LOP3.LUT is an instruction that can compute any logical operation with three inputs, using a lookup table (LUT) to do so. The basic idea is similar to that of FPGAs using complex building blocks (CLBs), some of which can compute any logical operation of up to five inputs.

The introduction of LOP3 was a smart move on the part of NVIDIA by taking full advantage of a data path already designed for three-input operations, as it has to support FMA operations. Therefore also the existence of IADD3, which is only incrementally harder to implement than regular addition (simply add a carry-save adder in front of the carry-propagate adder), and the prevalence of IMAD instructions in code generated for Ampere.
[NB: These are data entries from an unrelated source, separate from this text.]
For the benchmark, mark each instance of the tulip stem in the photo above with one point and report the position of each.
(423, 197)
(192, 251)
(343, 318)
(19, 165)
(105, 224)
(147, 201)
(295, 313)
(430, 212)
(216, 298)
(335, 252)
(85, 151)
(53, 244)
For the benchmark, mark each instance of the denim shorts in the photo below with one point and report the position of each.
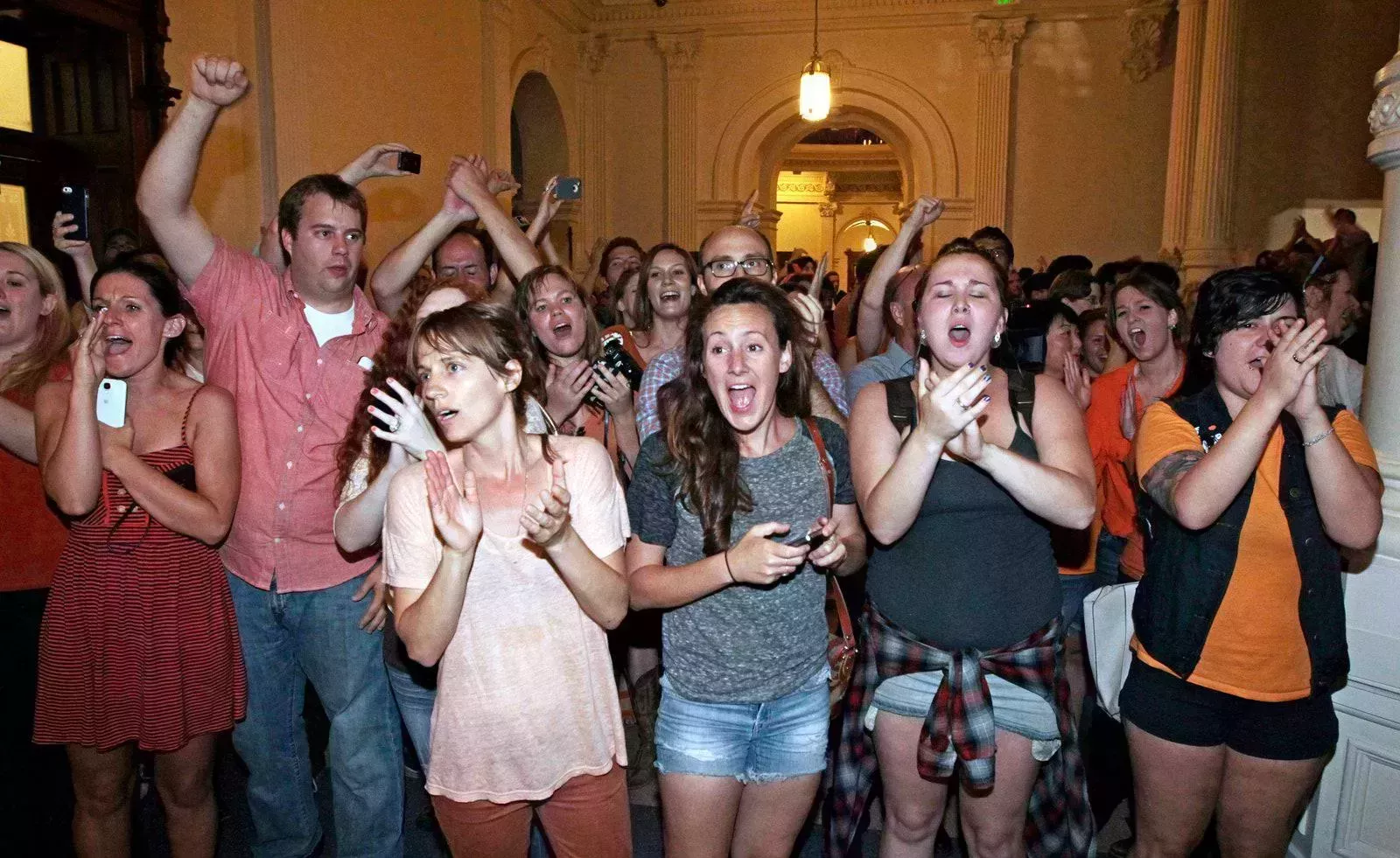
(752, 742)
(1014, 708)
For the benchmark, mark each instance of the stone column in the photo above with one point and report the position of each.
(679, 51)
(496, 81)
(592, 140)
(1382, 398)
(1357, 802)
(998, 39)
(1208, 234)
(1186, 100)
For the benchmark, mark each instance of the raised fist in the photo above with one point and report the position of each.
(219, 80)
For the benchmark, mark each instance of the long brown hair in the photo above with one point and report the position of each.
(494, 335)
(28, 371)
(392, 360)
(702, 447)
(525, 297)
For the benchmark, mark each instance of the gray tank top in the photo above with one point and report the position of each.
(975, 570)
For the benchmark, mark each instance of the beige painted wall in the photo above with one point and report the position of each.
(1088, 168)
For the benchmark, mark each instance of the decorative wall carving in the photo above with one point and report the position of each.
(998, 39)
(1186, 100)
(1147, 38)
(679, 52)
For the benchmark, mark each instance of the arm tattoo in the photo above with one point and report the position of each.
(1161, 482)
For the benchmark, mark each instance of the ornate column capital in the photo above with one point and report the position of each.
(678, 49)
(592, 52)
(1385, 118)
(1147, 38)
(998, 39)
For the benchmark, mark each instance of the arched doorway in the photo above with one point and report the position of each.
(839, 191)
(539, 140)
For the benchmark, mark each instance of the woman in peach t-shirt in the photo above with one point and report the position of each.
(504, 557)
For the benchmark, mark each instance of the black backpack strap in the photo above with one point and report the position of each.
(1021, 392)
(900, 403)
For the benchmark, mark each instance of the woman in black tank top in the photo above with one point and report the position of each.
(961, 501)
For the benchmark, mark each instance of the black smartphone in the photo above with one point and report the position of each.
(812, 539)
(388, 391)
(616, 360)
(569, 188)
(74, 200)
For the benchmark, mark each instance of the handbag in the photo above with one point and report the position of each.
(840, 636)
(1108, 634)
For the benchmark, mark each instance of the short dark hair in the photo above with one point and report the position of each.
(1159, 283)
(998, 235)
(340, 191)
(480, 235)
(1070, 262)
(1074, 284)
(767, 245)
(622, 241)
(164, 289)
(1110, 272)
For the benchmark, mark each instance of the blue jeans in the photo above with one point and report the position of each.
(416, 708)
(290, 638)
(751, 742)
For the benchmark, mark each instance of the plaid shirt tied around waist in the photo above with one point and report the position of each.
(959, 728)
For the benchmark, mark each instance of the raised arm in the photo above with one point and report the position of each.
(891, 473)
(469, 179)
(66, 431)
(168, 179)
(207, 511)
(870, 321)
(18, 431)
(755, 560)
(396, 270)
(1059, 487)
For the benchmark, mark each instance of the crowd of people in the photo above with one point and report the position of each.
(473, 500)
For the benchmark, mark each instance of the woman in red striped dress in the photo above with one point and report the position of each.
(139, 647)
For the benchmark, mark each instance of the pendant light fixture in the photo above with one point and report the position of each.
(816, 93)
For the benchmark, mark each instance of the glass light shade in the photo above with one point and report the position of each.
(816, 94)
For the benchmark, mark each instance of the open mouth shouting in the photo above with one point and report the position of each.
(742, 398)
(116, 345)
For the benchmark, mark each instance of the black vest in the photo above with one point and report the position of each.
(1187, 571)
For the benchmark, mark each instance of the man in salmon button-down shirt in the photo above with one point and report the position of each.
(289, 347)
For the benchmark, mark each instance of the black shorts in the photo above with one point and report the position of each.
(1187, 714)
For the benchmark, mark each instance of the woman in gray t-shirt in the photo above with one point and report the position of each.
(732, 511)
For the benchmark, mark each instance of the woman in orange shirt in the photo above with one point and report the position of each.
(1148, 319)
(1241, 630)
(34, 333)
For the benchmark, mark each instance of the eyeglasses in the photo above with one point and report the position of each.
(753, 266)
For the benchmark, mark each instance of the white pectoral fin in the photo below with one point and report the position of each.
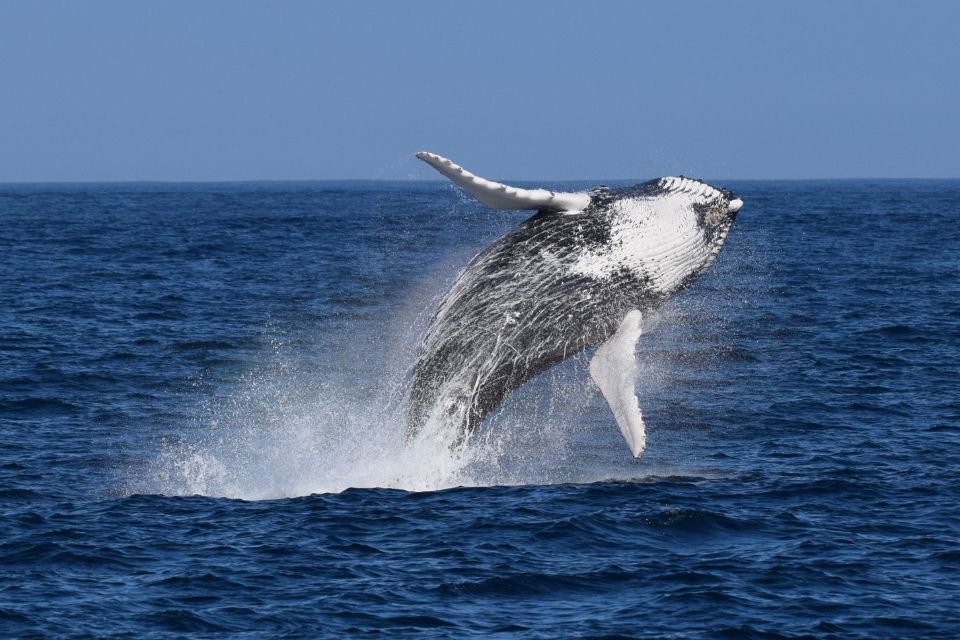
(614, 369)
(500, 196)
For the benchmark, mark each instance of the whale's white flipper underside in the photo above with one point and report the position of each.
(500, 196)
(614, 369)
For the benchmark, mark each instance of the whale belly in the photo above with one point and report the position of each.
(516, 310)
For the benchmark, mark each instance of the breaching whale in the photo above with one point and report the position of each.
(580, 272)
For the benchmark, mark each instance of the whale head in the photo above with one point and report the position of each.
(665, 232)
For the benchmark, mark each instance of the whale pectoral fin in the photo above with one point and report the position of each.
(500, 196)
(614, 369)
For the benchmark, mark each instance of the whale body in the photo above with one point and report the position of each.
(580, 272)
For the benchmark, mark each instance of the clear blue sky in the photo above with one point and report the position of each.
(523, 90)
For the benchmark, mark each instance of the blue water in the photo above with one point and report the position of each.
(201, 433)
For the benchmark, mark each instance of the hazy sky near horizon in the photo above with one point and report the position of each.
(221, 90)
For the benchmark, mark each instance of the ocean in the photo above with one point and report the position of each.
(202, 435)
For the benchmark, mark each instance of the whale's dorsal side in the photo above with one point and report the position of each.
(500, 196)
(578, 274)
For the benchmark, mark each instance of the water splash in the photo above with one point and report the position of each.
(327, 416)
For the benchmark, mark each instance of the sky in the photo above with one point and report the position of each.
(208, 90)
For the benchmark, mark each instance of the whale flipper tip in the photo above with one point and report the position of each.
(614, 370)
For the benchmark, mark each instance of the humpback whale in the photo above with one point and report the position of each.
(580, 272)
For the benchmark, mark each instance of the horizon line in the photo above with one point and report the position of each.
(440, 180)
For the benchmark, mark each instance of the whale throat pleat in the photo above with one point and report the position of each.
(500, 196)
The 8-bit lookup table (truth table) for LOP.LUT3 is specified in the instruction encoding itself, and is not difficult to reverse engineer. While LOP3.LUT is great for performance, and the CUDA compiler does a pretty good (but often not perfect where there is a sequences of LOP3s) job of exploiting it, it makes reading SASS (machine code, e.g. output of cuobjdump --dump-sass) completely non-intuitive and a major pain in the behind.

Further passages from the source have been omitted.